I am really excited to connect with the community and form new partnerships.

One of your goals at Nebraska Shakespeare is collaboration, so: what is your vision for these collaborations and what do you hope to accomplish with them?

With these collaborations I hope to build Nebraska Shakespeare’s investment in the community and the community’s investment in Nebraska Shakespeare. I hope to bring Shakespeare’s works to new audiences through participation in various aspects of our processes of putting on productions, and learning about how Shakespeare’s works connect to today’s world.

What are some of your other short term and long term goals at Nebraska Shakespeare?

Some immediate short-term goals are to have a successful production of our fall touring show of Romeo and Juliet, a successful season of Shakespeare on the Green next summer, to form new partnerships throughout the community, to expand our outreach programing, and to be a welcoming, inclusive, equitable, diverse, accessible space for the community. Some long-term goals include having Nebraska Shakespeare be a nationally recognized destination for Shakespeare, to have our own facility, film productions to be aired on NETV, have radio play podcasts that include well-known actors.

Lastly, what has been your most memorable experience as an actor, director, or educator working with Shakespeare’s plays?

My most memorable experience as an actor working with Shakespeare was the production of “The Merchant of Venice”. It was my first professional play. It was at the Goodman Theatre. I worked with an acclaimed director, Peter Sellars. I worked with actors that I had seen in movies prior to that, including Phillip Seymour Hoffman, Paul Butler, John Ortiz and Del Close. We did a two-week workshop in New York prior to the run in Chicago at the Goodman Theatre.

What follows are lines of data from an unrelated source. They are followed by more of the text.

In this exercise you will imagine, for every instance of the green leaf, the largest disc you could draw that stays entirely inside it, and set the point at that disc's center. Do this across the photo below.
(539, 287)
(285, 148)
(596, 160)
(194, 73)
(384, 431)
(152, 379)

After the run in Chicago, we toured Europe, performing at The Royal Shakespeare Company in London, Thalia Theater in Hamburg, Germany, and MC93 Bobigny in Paris.


A link to the full Omaha World Herald article:

For more information about Nebraska Shakespeare’s On Tour production of Romeo and Juliet, contact


ABOUT Tyrone Beasley:

No stranger to the stage Tyrone has worked with acclaimed directors: Peter Sellars (The Merchant of Venice, It is Now Our Time), Claude Purdy (Jitney), Charles Marowitz (Shakespeare), David Wheeler (The Trials of Ezra Pound) and Antonio Banderas (Crazy in Alabama), among others. Tyrone has performed in many theaters around the globe including The Goodman Theatre (Chicago), Victory Gardens Theatre (Chicago), Thalia Theater (Hamburg, Germany), MC93 Bobigny (Paris, France) and The Royal Shakespeare Company (London, England). He has worked in front of the camera and behind the scenes in post-production on film and television projects for Disney, Fox, Sony, VH1, TriStar Pictures and the BBC.

An Omaha Benson High School graduate, Tyrone earned a BFA in studio arts from the University of Nebraska at Omaha. He attended California State University, Long Beach for graduate study in theater arts, taught acting classes there as a teaching associate and was an ensemble member of California Repertory Company. Tyrone served as the Artistic Director at The John Beasley Theater (JBT) in Omaha for ten years, he managed and taught the theater’s workshop programs that were a part of JBT’s mission of community outreach and developing a local pool of trained actors. He also acted in and directed numerous plays at the JBT.